Here a few ideas for how to stop a foundation from oxidizing:
Use a Primer
A primer will create a barrier between your skin and the foundation, which should help prevent it from reacting with your natural oils.
If you have combination skin, consider using an oil-controlling primer on your T-zone and a hydrating primer on the rest of your face.
Make up for ever has an amazing new line of primers. Their Mattifying primer would be great for your T-Zone, with the Nourishing primer on dry cheeks.
Blot Your Skin
After you apply your primer, take a half-ply of clean tissue and use it to blot your face. Do this again after applying your foundation—it will remove any excess oils and moisture to help the colour to stay true.
Set Your Makeup By Setting Powder
After you’ve applied your foundation, set it with a translucent setting powder. This will help lock the makeup in place and absorb any remaining oils that might trigger oxidation. You can also re-apply your setting powder throughout the day.
I think pure silica powder is the best way to go, as talc formulas can dry out the skin and look cakey, especially if you’re touching up with additional layers.
Set Your Makeup By Setting Spray
Another option is setting spray, which you mist all over your face as the last step in your makeup. Mac setting Spray works by lowering the temperature of your makeup to keep it looking freshly-applied.
Try Tinted Moisturizer
If you’re finding that most foundations oxidize on you, consider using tinted moisturizer, BB cream or CC cream instead. Since they’re not as pigmented, there’s less chance that the colour will change on you—plus, they’ll hydrate your dry skin at the same time.

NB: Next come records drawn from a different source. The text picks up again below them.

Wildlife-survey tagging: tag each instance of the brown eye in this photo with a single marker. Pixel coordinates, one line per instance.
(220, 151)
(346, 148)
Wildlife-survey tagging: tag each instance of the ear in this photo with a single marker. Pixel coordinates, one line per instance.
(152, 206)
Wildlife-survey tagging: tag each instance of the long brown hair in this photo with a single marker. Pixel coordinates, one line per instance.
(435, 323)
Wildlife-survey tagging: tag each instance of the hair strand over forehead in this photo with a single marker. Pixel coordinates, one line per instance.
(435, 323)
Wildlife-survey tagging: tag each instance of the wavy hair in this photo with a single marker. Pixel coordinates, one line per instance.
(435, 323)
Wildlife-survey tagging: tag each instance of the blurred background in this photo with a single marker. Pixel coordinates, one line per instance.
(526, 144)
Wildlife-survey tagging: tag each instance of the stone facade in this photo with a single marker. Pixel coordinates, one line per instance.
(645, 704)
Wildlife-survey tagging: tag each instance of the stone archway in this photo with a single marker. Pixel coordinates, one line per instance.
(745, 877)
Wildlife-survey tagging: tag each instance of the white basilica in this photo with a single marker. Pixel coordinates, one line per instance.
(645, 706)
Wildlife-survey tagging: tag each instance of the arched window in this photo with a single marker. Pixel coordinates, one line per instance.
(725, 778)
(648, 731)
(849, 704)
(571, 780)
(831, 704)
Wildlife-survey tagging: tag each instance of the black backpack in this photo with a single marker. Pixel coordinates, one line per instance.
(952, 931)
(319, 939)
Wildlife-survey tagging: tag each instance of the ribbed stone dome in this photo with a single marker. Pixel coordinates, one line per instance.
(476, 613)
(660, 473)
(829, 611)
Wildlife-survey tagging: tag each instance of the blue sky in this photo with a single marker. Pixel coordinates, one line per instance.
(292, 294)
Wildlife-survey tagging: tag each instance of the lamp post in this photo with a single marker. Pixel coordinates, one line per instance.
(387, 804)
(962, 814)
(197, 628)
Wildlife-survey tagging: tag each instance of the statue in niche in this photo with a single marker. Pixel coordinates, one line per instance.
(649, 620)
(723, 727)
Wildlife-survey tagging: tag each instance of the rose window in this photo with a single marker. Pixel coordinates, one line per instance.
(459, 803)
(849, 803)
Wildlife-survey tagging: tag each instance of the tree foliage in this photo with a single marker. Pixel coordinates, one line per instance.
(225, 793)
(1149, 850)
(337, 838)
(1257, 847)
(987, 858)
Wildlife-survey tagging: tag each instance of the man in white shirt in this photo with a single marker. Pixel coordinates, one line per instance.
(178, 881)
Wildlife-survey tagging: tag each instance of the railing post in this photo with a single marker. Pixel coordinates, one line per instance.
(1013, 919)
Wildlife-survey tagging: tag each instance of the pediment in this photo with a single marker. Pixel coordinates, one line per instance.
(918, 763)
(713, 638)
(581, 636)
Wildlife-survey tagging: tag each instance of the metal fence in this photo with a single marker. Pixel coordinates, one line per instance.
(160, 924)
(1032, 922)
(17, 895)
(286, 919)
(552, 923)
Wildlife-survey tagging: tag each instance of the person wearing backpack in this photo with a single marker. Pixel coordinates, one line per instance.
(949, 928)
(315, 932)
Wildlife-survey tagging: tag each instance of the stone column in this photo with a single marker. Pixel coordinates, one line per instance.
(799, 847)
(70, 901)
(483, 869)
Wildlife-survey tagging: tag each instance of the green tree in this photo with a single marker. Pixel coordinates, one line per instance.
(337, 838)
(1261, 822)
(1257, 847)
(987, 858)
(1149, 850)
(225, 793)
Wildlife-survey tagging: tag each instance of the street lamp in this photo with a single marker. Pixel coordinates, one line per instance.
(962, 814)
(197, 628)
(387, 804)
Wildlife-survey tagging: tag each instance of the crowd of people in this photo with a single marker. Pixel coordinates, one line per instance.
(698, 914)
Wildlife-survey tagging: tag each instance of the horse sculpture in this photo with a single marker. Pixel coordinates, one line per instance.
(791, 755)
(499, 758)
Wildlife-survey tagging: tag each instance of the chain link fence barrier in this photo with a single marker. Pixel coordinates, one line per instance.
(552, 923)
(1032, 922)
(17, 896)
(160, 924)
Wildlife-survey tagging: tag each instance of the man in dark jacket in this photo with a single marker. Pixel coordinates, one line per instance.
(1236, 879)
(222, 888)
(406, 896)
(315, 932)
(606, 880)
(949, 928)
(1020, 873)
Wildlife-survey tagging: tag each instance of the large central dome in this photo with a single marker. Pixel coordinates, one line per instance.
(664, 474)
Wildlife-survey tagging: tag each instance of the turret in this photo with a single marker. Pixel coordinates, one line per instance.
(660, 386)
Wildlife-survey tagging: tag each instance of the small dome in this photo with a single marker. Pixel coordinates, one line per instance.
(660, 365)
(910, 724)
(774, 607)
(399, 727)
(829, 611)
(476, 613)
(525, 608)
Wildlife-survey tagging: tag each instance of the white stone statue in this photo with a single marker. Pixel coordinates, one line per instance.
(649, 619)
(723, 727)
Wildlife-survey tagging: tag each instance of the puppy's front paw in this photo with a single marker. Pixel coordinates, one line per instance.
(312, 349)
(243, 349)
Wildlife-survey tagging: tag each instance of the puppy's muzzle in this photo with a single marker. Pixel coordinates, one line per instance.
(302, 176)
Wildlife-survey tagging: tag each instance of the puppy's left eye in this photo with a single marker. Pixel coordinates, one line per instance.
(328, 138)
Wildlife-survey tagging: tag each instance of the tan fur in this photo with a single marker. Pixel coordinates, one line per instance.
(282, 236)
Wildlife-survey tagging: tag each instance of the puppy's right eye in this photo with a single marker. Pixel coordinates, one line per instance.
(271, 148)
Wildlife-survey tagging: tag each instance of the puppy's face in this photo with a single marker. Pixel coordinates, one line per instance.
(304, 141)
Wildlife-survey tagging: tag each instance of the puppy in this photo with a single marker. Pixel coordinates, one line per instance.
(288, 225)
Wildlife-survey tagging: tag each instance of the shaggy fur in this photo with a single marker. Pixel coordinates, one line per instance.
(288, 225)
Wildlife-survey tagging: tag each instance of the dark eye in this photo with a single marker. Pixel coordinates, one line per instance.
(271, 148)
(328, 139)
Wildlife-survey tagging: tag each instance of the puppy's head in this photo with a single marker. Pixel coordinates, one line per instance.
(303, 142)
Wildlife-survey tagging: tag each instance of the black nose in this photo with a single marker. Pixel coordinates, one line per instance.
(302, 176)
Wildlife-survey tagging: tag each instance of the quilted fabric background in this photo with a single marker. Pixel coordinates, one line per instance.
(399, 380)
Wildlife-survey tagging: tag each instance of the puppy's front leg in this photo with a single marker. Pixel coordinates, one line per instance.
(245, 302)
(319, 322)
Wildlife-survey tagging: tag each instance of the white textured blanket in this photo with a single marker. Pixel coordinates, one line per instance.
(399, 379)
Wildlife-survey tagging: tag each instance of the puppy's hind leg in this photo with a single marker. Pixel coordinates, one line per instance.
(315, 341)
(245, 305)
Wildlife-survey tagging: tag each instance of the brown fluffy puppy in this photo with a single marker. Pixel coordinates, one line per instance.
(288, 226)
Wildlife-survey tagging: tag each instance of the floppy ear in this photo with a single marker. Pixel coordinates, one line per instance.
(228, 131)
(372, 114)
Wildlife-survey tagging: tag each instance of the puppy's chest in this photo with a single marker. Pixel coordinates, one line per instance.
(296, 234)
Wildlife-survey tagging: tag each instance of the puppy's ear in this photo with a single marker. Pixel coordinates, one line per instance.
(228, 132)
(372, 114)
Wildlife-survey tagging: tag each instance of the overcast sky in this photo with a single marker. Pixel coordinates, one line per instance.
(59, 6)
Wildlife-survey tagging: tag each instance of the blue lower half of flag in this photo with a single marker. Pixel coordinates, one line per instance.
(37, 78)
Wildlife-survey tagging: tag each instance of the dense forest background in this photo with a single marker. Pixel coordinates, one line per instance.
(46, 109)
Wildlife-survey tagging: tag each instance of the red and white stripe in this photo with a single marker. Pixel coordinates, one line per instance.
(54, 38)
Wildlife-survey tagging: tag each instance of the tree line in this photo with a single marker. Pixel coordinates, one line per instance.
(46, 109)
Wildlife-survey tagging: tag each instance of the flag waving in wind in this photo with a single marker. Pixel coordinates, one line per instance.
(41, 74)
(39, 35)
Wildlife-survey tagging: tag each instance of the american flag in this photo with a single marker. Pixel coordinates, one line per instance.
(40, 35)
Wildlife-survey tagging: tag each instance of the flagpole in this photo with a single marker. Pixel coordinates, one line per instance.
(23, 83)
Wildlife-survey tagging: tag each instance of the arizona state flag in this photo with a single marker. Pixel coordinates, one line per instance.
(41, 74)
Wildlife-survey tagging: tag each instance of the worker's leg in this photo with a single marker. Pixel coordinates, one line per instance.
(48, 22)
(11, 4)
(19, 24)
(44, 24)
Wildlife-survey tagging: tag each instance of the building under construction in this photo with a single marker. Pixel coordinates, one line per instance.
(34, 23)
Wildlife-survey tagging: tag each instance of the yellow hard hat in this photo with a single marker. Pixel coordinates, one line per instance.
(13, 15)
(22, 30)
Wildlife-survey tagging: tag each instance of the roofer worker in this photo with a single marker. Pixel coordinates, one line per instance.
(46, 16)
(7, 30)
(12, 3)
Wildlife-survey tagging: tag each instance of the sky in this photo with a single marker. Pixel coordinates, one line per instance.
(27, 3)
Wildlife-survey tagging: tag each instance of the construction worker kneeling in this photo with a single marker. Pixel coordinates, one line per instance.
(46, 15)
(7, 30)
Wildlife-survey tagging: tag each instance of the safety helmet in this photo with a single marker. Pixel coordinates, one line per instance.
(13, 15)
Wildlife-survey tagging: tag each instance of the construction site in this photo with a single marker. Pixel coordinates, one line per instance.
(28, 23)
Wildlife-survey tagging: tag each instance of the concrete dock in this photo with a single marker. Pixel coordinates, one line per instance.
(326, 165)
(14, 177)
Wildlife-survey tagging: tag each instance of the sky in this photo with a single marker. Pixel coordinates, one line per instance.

If you’re worried that tinted moisturizer won’t provide enough coverage, so don’t worry it gives light to medium coverage as foundation.
Buy a Lighter Foundation Shade
If you’ve found a foundation formula you really love, it might be worth getting it one to two shades lighter so that when it oxidizes, you have a perfect match to your skin tone. This requires some trial and error, of course, and you’ll have to adjust your schedule to wait for the oxidation process to happen. However, it’s an option to consider if you can’t find anything that doesn’t change colour on you.
I hope that above few techniques can help you to prevent oxidation of foundation.